Solo promesse e nessun atto concreto per il nuovo canile comunale di Pescara. A dirlo il consigliere comunale del M5s Paolo Sola, che attacca l'amministrazione Masci per non aver risolto il problema riguardante il rifugio dei cani, attualmente 70, che si trovano ancora nella struttura in via Raiale. Sola ha ripercorso le tappe fatte di progetto ambiziosi annunciati e grandi investimenti, come quello del canile intercomunale a Montesilvano su un terreno poi rivelatosi poi inadeguato e con delle progettualità insostenibili per le casse comunali.

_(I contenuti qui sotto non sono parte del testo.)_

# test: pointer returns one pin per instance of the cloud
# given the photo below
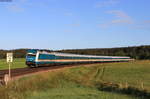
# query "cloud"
(15, 8)
(106, 3)
(118, 13)
(120, 18)
(75, 25)
(147, 21)
(68, 14)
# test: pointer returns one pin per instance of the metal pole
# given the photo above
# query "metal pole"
(9, 70)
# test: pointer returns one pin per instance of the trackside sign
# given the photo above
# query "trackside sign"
(9, 57)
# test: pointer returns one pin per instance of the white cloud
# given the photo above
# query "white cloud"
(75, 25)
(120, 18)
(68, 14)
(118, 13)
(106, 3)
(15, 8)
(147, 21)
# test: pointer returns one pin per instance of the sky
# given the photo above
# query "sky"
(74, 24)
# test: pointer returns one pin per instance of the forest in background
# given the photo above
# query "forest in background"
(136, 52)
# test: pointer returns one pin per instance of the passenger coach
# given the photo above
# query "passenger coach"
(36, 58)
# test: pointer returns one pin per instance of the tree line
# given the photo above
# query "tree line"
(136, 52)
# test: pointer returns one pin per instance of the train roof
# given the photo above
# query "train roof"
(78, 55)
(73, 55)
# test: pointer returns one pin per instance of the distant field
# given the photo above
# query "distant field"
(18, 63)
(81, 82)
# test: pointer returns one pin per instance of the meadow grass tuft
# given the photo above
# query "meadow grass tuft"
(100, 81)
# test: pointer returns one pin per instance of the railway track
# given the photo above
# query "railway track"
(28, 70)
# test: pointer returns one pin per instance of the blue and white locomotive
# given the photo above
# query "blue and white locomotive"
(35, 58)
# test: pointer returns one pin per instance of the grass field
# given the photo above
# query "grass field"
(18, 63)
(80, 82)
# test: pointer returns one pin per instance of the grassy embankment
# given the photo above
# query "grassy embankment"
(82, 82)
(17, 63)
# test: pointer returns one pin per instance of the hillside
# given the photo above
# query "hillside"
(137, 52)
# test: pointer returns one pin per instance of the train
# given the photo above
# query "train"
(35, 58)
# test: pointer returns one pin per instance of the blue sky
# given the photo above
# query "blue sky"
(69, 24)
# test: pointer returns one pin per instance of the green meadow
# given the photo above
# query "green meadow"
(83, 82)
(17, 63)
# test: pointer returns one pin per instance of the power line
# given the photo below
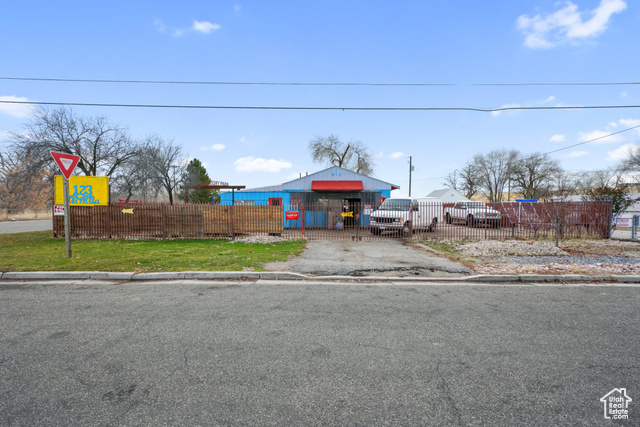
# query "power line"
(229, 83)
(245, 107)
(559, 149)
(591, 140)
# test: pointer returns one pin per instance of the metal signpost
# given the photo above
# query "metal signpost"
(66, 163)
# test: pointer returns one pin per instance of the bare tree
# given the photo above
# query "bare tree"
(494, 171)
(136, 178)
(465, 179)
(165, 162)
(533, 175)
(353, 155)
(103, 147)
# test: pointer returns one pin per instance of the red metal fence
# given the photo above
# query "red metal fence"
(430, 220)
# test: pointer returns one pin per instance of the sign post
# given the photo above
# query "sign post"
(66, 163)
(67, 218)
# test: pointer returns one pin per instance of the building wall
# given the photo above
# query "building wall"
(314, 214)
(259, 198)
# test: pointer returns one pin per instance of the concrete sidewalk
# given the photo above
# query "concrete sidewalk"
(289, 276)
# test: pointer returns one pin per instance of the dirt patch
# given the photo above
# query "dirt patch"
(594, 257)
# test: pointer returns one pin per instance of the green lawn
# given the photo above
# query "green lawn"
(38, 251)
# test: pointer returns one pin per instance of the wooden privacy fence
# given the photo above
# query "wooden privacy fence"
(353, 221)
(159, 221)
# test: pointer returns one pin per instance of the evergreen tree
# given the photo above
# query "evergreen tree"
(196, 174)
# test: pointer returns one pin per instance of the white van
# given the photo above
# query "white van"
(406, 215)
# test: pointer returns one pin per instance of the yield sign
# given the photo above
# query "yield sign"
(66, 162)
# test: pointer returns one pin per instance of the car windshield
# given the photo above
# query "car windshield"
(395, 205)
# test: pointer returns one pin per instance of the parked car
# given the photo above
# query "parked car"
(406, 215)
(472, 214)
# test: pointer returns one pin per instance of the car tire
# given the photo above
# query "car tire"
(408, 227)
(470, 221)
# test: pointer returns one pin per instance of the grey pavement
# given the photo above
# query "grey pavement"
(7, 227)
(376, 257)
(222, 353)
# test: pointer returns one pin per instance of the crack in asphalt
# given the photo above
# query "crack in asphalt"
(445, 387)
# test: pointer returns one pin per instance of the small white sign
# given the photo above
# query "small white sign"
(623, 222)
(66, 163)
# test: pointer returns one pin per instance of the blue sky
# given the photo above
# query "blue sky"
(460, 42)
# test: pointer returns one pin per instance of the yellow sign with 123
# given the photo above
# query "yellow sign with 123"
(83, 190)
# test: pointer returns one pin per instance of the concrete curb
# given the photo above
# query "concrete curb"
(285, 275)
(65, 275)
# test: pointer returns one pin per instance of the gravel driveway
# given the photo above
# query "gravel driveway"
(573, 256)
(369, 258)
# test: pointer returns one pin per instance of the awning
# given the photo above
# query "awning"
(336, 186)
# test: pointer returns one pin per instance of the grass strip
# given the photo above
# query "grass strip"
(38, 251)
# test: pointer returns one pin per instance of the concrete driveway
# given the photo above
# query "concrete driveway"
(369, 258)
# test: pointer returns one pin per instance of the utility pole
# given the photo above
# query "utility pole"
(410, 170)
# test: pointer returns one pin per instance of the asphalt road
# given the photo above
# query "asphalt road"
(266, 354)
(24, 226)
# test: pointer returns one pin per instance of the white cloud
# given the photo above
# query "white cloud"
(204, 27)
(621, 152)
(253, 164)
(497, 113)
(15, 110)
(574, 154)
(567, 24)
(214, 147)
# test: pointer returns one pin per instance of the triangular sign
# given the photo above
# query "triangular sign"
(66, 162)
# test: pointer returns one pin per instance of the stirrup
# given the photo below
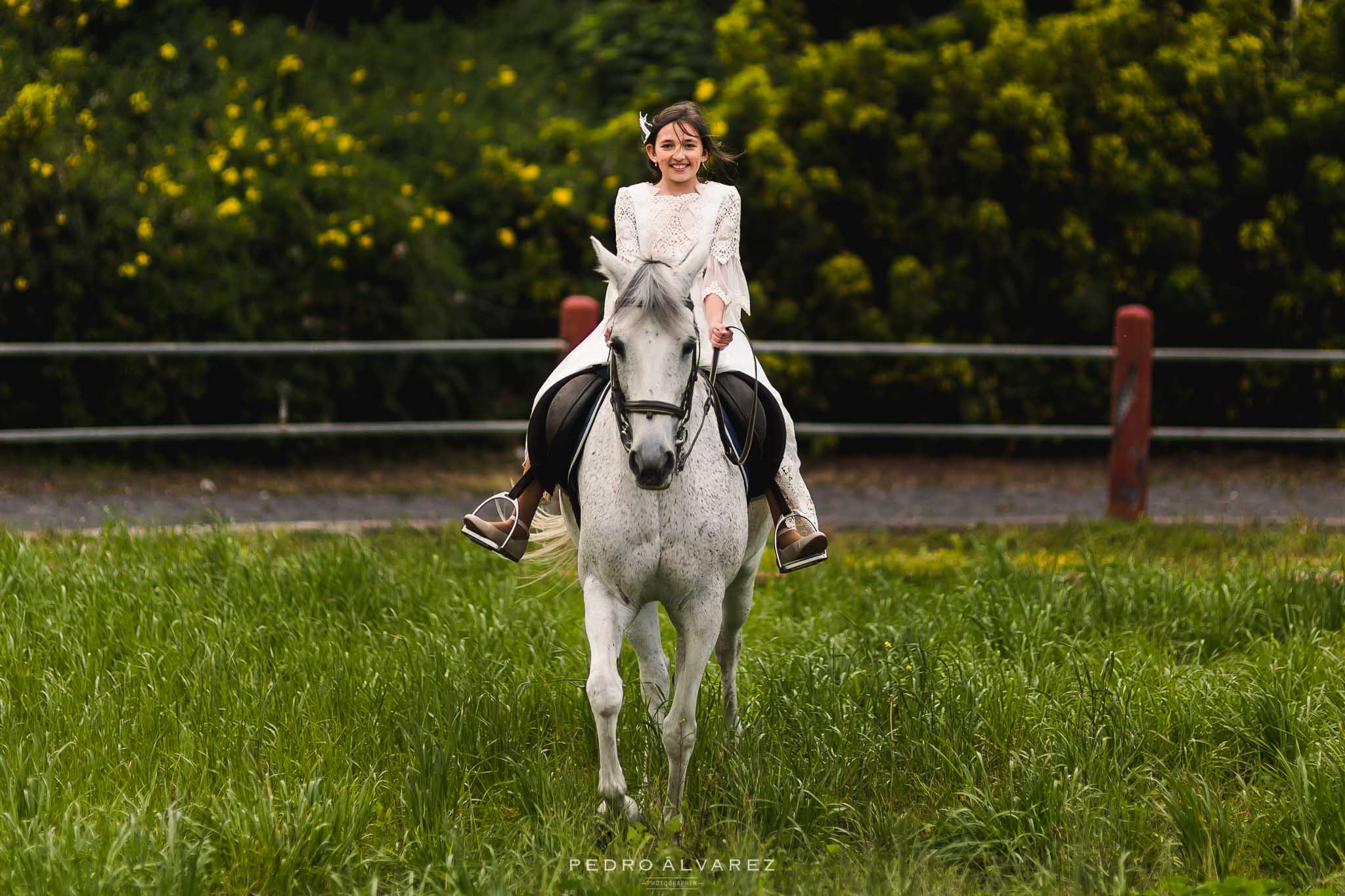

"La rincorsa ad una soluzione sembrava essersi conclusa con la disponibilità di un benefattore privato a donare gratuitamente al Comune di Pescara un terreno, collocato nel territorio di Spoltore, dove realizzare un nuovo canile. Circostanza che andava di pari passo con la pubblicazione di un bando, promosso dal Ministero dell’Interno e rivolto proprio agli enti in dissesto o predissesto, che metteva a disposizione 10 milioni di euro (tra il 2021 e il 2022) per la messa a norma di canili esistenti o per la progettazione e realizzazione di nuovi rifugi."

Il consigliere Di Renzo ha aggiunto che in realtà il comodato gratuito frutto di donazione si sarebbe in realtà trasformato in una lunga lista di condizioni inderogabili, con la volontà di mantenere la proprietà di un’abitazione all’interno del futuro canile, ed il trasferimento di tutti i costi di adeguamento del terreno e degli impianti idraulici a carico del Comune di Pescara. pretese che il consigliere Sola ha definito inaccettabili emerse in una seconda fase della trattativa quando per il Comune aveva già aderito al bando ministeriale:

"Morale della favola: una situazione paradossale che ci pone nella condizione ipotetica di vincere il bando ma non poter usufruire del finanziamento, non avendo la disponibilità né del progetto né del terreno indicati nella domanda di partecipazione. La pubblicazione delle graduatorie, prevista per la fine del mese di ottobre ci dirà se dovremo rinunciare a circa 560.000 euro per l’impossibilità di procedere o se, pur di farlo, accetteremo i capricci e le condizioni del privato. In ogni caso, a perdere saranno sempre i nostri amici a quattro zampe e tutte quelle associazioni che quotidianamente si dedicano alla loro tutela, sempre più assente nei pensieri dell’amministrazione Masci, non essendoci sul tavolo alcuna soluzione alternativa e con la presenza ogni giorno più ingombrante della Città della Musica, a ridosso dell’attuale canile di Via Raiale ”.